Bombs Kill 54 and Wound 123 in Baghdad
By RICHARD A. OPPEL Jr. and MOHAMMED OBAIDI
BAGHDAD — Two bombs struck a bustling shopping district in the heart of Baghdad on Thursday evening, turning display windows and cabinets and glass shelves into deadly shrapnel, and killing 54 people and wounding 123, the Iraqi authorities said.
The attack, in the Karada neighborhood, was the worst here in the capital since early February, when bombings killed almost 100 people at two pet markets, and it reinforced fears that insurgents could still carry out devastating attacks in well-guarded areas. While violence has declined sharply from last year, bomb attacks in Baghdad have increased in recent weeks.
No one claimed responsibility. But the attackers used an old tactic to maximize casualties: detonating one bomb, then setting off a second blast to kill passers-by and emergency workers who rushed to the scene to aid the victims.
A shoe salesman who would identify himself only by his first name, Hatam, said the first bomb slammed him to the ground. He got up, looked behind him, and ran to aid a woman whose leg had been ripped off by the blast.
“We managed to drag her away from the spot, and then the police came really quickly, and they were shouting at the people to move back because there might be another explosion,” he said. “But the people didn’t listen, and even some of the policemen who were already there didn’t pay attention, and that is when the second explosion happened.”
This time, Hatam said, he walked away. “I couldn’t go back again,” he said. “The scene was so horrible, and I lost the energy to see dead people.”
The explosions sprayed chunks of human flesh for 50 yards. The second bomb, about 10 minutes after the first, killed more people. A number of Iraqi soldiers and police officers who hurried in after the first attack were among the dead and wounded.

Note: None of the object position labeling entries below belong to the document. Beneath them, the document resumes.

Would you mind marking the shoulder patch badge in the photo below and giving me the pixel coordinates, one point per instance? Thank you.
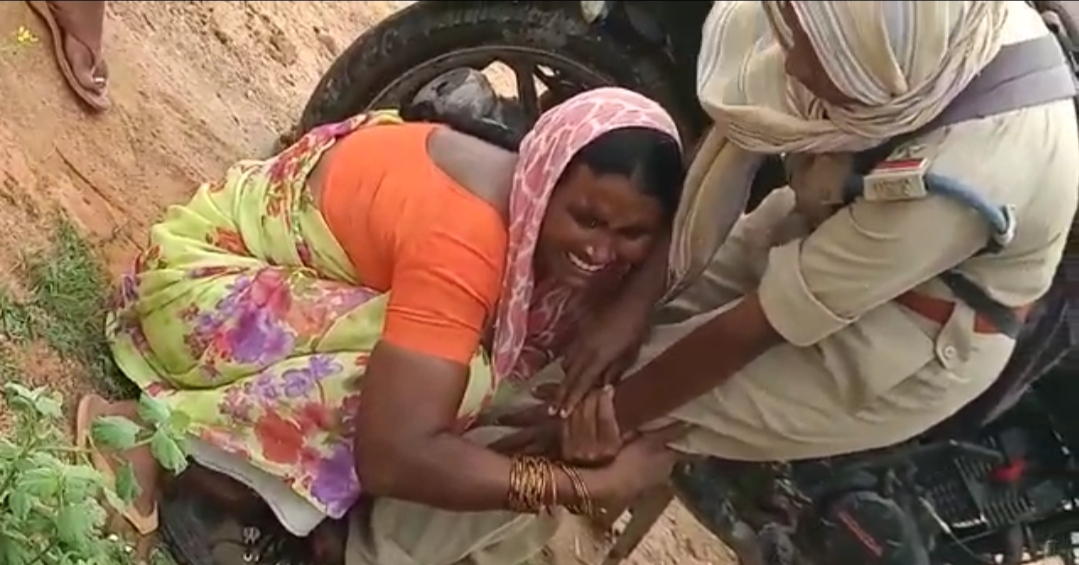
(897, 179)
(901, 177)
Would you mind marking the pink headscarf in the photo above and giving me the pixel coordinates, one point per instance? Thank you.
(530, 321)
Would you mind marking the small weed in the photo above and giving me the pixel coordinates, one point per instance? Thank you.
(51, 495)
(16, 320)
(69, 290)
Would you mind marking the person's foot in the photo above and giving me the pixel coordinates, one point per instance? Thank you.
(80, 26)
(140, 458)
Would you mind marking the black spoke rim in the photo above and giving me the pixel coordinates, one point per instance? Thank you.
(561, 77)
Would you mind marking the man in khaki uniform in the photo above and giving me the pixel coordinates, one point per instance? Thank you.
(796, 341)
(863, 345)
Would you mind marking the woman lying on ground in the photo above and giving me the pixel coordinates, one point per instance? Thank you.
(333, 319)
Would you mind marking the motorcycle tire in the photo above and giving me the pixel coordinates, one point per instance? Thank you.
(427, 30)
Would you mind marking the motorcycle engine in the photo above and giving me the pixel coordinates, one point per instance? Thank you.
(897, 513)
(868, 528)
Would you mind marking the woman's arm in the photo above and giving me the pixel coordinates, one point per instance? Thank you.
(408, 446)
(444, 289)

Some witnesses said the first bomb had been hidden in a trash can. The second explosion may have originated in a vest worn by a suicide bomber, the American military said. One witness said a man on a motorcycle carried the bomb into the crowd. But other witnesses interviewed later said the second bomb had been planted previously.
In the chaos that followed the attacks, Iraqi security forces fired Kalashnikov rifles into the air to scare people away. But many people pushed forward anyway to search for family members feared dead.

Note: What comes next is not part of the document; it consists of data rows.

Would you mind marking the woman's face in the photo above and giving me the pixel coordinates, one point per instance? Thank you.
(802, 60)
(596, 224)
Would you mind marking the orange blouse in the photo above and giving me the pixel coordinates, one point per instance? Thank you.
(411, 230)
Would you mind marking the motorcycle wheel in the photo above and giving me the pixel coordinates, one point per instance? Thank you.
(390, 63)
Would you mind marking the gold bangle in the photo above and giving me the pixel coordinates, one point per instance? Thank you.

The attack “was like an electric shock, it happened so suddenly nobody could avoid it,” said Abu Abdullah, who operates a kebab stand nearby. “Some people were burning, and I saw some without legs.”
In other violence reported Thursday, insurgents struck in the north, Iraqi authorities in Mosul said, killing one guard and wounding another at Badoosh Prison with an improvised bomb. The bodies of four guards who were kidnapped Wednesday were found Thursday.

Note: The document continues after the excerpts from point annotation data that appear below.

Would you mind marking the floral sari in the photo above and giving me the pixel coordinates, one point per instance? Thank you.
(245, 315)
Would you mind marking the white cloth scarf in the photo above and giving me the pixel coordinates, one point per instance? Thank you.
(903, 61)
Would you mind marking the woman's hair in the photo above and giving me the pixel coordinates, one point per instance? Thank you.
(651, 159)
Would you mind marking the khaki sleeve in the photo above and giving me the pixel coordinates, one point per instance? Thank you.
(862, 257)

On the political front, the Iraqi prime minister, Nuri Kamal al-Maliki, refused to proceed with the execution of the man known as Chemical Ali, one of Saddam Hussein’s most notorious henchmen, in what seemed to be an effort to press other top Iraqi leaders to ratify the death sentences of two other former military commanders.
Chemical Ali, whose real name is Ali Hassan al-Majid, commanded the brutal Anfal campaign in the late 1980s that killed as many as 180,000 Kurds. He was sentenced to death last summer, and Iraq’s three-member Presidency Council, which has the constitutional power to ratify death sentences, approved his punishment last week.
Now, Mr. Maliki is arguing that Mr. Majid should not be sent to the gallows unless the American military also hands over for execution two other former military commanders who were sentenced to death at the same time.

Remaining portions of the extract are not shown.